Friday, August 3, 2012

The Light at the End of the Tunnel Might Not Actually Be a Train



Wow! Where did the last month go? I am constantly shocked at how long I go between posts these days. It seems like I put my head into a story and when I look up my kids have grown a foot, the pantry is empty, and I've neglected the blog!

Today I have a story to tell you.

Once upon a time, I was at my first MFA residency. I was crazy-excited. I was high on everything. The people, the classes, the ocean, the workshops. I had in front of me two years to do nothing but read and write -  to read great books and write my novel, with the help and guidance from some brilliant authors.

One of the first nights I met a graduating student. As soon as I found out she was graduating, I got all teary. "Aren't you so sad?" I asked. I couldn't imagine why anyone would not be sobbing uncontrollably at the thought of leaving the program. This was my dream. Even at the start, I knew it could never be long enough.

Her answer: "No. I'm ready."

What???? How could that be? I would NEVER feel that way, I knew. Come my graduation, I would be the one sobbing and feeling as though with the end of the program came the end of the most perfect era of my life ever.

(Seriously. Have you seen my pictures of the wineries? The bonfires? The ocean-view workshop room? Have you read my updates on staying up all night drinking wine and diagramming sentences and discussing the Oxford comma and great literature? If that is not some sort of literary heaven I don't know what is.)

Fast forward to this semester. I now understand.

I realized today, trying to juggle my son's marching band schedule, two girls spewing craft supplies all over a house I was trying to clean for a guest tonight, sitting in a doctor's office hearing that something I worried about is indeed worth worrying about, getting my blood drawn, making appointments for radiology, stopping by one store to by snorkel gear for our trip to Florida and stopping by another to buy a birthday gift, making breakfast, then lunch, then dinner early for my son and the later for my daughters and even later for my husband, and eating my own dinner at nine o'clock on the way to pick up my son across town, all the while trying to figure out how to finish a story due the day after our planned vacation without me spending a week at the beach in my hotel room with a computer... I realized I wished I were a 50s housewife who could spend the day just cleaning and cooking and taking care of the kids.

When did it all become so stressful? I sometimes think life in the MFA must be no different than it was before. I read, I write. That's what I did before. How is this so different?

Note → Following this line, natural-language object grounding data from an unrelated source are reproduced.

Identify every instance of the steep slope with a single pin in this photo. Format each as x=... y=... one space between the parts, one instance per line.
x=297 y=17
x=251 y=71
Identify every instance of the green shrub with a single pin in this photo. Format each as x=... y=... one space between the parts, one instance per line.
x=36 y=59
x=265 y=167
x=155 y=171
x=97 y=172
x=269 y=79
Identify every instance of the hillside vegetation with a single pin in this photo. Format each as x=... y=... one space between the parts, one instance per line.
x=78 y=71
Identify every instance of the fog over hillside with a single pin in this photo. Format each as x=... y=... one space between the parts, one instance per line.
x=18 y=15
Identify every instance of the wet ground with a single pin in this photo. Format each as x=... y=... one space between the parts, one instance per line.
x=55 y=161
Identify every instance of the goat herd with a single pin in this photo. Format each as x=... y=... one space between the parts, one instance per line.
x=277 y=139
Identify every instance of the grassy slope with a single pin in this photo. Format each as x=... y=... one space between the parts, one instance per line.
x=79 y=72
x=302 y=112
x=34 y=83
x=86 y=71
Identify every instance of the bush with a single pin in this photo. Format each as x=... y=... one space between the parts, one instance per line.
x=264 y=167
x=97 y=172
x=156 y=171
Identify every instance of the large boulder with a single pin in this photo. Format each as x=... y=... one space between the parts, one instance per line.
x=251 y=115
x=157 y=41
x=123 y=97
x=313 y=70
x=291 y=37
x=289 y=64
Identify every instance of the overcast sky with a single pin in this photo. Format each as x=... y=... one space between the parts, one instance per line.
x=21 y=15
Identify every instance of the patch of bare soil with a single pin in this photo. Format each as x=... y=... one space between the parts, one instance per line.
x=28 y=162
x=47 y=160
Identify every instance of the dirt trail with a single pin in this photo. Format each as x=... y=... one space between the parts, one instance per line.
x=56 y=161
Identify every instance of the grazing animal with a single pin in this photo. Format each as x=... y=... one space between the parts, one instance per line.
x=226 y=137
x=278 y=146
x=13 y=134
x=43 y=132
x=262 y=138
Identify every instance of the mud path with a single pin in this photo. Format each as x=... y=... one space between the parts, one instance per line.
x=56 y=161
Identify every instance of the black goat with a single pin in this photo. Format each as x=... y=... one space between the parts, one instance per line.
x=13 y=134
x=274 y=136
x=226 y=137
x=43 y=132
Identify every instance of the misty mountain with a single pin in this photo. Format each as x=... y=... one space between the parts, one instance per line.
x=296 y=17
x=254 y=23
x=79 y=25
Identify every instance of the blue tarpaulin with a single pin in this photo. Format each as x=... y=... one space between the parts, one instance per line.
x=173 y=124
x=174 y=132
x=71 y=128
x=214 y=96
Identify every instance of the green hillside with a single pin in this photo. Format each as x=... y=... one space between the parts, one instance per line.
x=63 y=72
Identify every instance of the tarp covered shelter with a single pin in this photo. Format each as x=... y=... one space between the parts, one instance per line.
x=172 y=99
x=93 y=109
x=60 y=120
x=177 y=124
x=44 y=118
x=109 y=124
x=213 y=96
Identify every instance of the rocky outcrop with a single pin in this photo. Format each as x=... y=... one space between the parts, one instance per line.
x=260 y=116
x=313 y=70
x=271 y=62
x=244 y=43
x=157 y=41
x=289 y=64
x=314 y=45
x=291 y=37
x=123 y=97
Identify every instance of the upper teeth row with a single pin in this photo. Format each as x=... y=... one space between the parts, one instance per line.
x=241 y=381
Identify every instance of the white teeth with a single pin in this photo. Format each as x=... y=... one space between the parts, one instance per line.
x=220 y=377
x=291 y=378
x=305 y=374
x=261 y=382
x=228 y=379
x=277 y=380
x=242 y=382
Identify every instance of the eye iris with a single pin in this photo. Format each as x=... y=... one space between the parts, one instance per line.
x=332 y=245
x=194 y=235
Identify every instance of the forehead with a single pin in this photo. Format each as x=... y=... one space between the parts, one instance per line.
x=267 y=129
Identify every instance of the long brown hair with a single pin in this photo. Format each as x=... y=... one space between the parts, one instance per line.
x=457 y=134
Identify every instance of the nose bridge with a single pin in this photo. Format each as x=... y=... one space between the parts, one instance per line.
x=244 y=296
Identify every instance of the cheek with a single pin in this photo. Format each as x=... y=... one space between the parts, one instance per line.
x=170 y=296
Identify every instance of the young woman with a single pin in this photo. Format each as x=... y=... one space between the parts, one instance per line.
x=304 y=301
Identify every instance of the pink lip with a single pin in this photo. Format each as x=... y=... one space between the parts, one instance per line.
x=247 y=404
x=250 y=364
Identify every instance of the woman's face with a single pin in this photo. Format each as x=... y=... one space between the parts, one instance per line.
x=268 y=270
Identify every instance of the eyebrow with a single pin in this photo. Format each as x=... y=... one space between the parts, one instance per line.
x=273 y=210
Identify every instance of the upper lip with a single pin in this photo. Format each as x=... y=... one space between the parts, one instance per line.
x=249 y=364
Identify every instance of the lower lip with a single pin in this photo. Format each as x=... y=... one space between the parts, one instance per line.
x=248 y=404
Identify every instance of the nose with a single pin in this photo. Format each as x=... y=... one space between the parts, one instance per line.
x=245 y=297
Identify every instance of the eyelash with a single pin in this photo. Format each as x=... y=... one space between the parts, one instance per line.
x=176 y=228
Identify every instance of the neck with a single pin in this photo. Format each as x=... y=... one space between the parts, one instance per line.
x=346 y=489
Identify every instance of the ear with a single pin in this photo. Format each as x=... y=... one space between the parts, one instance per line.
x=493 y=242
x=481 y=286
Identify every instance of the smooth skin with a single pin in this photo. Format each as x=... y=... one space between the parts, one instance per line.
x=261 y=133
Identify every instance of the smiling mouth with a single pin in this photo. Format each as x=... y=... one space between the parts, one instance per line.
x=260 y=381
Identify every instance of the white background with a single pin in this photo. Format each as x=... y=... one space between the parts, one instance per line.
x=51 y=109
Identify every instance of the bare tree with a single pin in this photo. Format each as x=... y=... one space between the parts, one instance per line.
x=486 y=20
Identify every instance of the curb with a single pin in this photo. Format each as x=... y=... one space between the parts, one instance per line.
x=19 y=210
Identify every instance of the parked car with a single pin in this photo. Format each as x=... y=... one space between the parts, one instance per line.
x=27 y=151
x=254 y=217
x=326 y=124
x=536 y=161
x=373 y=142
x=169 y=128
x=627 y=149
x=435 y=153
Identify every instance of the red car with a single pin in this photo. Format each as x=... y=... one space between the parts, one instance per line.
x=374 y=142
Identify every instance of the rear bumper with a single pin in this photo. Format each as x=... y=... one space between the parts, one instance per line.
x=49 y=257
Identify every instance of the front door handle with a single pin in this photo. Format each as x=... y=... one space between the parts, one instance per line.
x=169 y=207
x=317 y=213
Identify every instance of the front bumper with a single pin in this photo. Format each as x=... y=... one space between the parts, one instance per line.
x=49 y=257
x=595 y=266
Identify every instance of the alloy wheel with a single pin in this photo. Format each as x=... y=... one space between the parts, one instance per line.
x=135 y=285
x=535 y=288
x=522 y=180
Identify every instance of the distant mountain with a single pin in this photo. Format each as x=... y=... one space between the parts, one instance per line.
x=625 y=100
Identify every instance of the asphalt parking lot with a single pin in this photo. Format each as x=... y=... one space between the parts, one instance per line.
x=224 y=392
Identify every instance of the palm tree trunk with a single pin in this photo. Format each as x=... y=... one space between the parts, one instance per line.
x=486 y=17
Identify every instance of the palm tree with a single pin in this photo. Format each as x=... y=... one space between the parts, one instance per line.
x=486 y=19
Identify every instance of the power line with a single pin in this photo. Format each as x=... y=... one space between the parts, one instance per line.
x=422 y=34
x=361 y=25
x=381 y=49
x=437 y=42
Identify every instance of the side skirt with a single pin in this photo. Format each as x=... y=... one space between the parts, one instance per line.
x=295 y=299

I know I wasn't this stressed before, though. If I needed to drop writing for a week to just be a mom, I could. Whatever I wanted to write, I could. Without the thought that I was writing something a very specific person with a very specific style would read, and critique. I wrote for myself, and now, to some degree, I am writing to please someone else.

That is the kicker. Trying to please someone else. Everything I write I end up viewing through my advisor's eyes, and then trashing it and starting over. Merging my voice with his advice... it's killing me.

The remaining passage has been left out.